How reliable is mitochondrial DNA for recovering the phylogeny of Chironomidae (Culicomorpha: Diptera)?

Abstract

We examine mitochondrial DNA as a source of data to estimate phylogenetic relationships within the Chironomidae (Diptera). Previous studies have shown that mitogenomes often produce ambiguous phylogenetic topologies that are inconsistent with both morphological and multi-locus molecular data. In this study, we sequenced 18 new mitogenomes representing 5 subfamilies, including the first available sequence for Protanypodinae. These were combined with 65 previously annotated chironomids mitogenomes, 8 additional individuals assembled from SRA data, and 8 outgroup taxa.
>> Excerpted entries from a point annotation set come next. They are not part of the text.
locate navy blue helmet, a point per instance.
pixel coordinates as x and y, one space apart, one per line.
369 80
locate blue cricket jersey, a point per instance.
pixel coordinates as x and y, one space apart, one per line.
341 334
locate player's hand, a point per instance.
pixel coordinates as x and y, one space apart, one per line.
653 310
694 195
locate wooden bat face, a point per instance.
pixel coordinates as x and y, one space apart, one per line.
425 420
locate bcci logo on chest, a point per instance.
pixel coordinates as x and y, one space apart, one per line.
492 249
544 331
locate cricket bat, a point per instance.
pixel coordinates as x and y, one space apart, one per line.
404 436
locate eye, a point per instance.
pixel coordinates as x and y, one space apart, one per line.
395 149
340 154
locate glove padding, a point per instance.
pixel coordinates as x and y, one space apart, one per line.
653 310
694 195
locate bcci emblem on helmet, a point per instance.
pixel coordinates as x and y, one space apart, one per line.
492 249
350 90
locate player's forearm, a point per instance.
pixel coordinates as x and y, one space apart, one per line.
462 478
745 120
Phylogenetic reconstructions were performed using complete protein-coding genes (PCGs), the first and second codon positions of PCGs (PCG 12), with and without ribosomal genes (12S rDNA and 16S rDNA), and amino acid sequences (AA). Both Bayesian Inference and Maximum Likelihood approaches were implemented. Three alternative outgroup compositions were tested: (i) chironomids only, with restricted rooting on Podonominae; (ii) Ceratopogonidae and Culicidae; and (iii) a diverse selection of Culicomorpha. We found that the AA, PCG12, and PCG 12 + rDNA datasets, when coupled with the third outgroup combination, provide the strongest phylogenetic signal, with the highest effective sample size and log-likelihood scores. In most cases, the resulting tree topologieswere congruent between mitochondrial and multi-locus data. However, some consistent differences in topologies were observed, leading to differences in divergence time estimates. Our phylogenetic study indicates paraphyly of Orthocladiinae due to the positions of Brillia Kieffer and Abiskomyia Edwards, suggesting that a comprehensive integrative revision of this subfamily is required. We conclude that the reliability of the mitochondrial phylogenetic signal improves with the increased taxon sampling.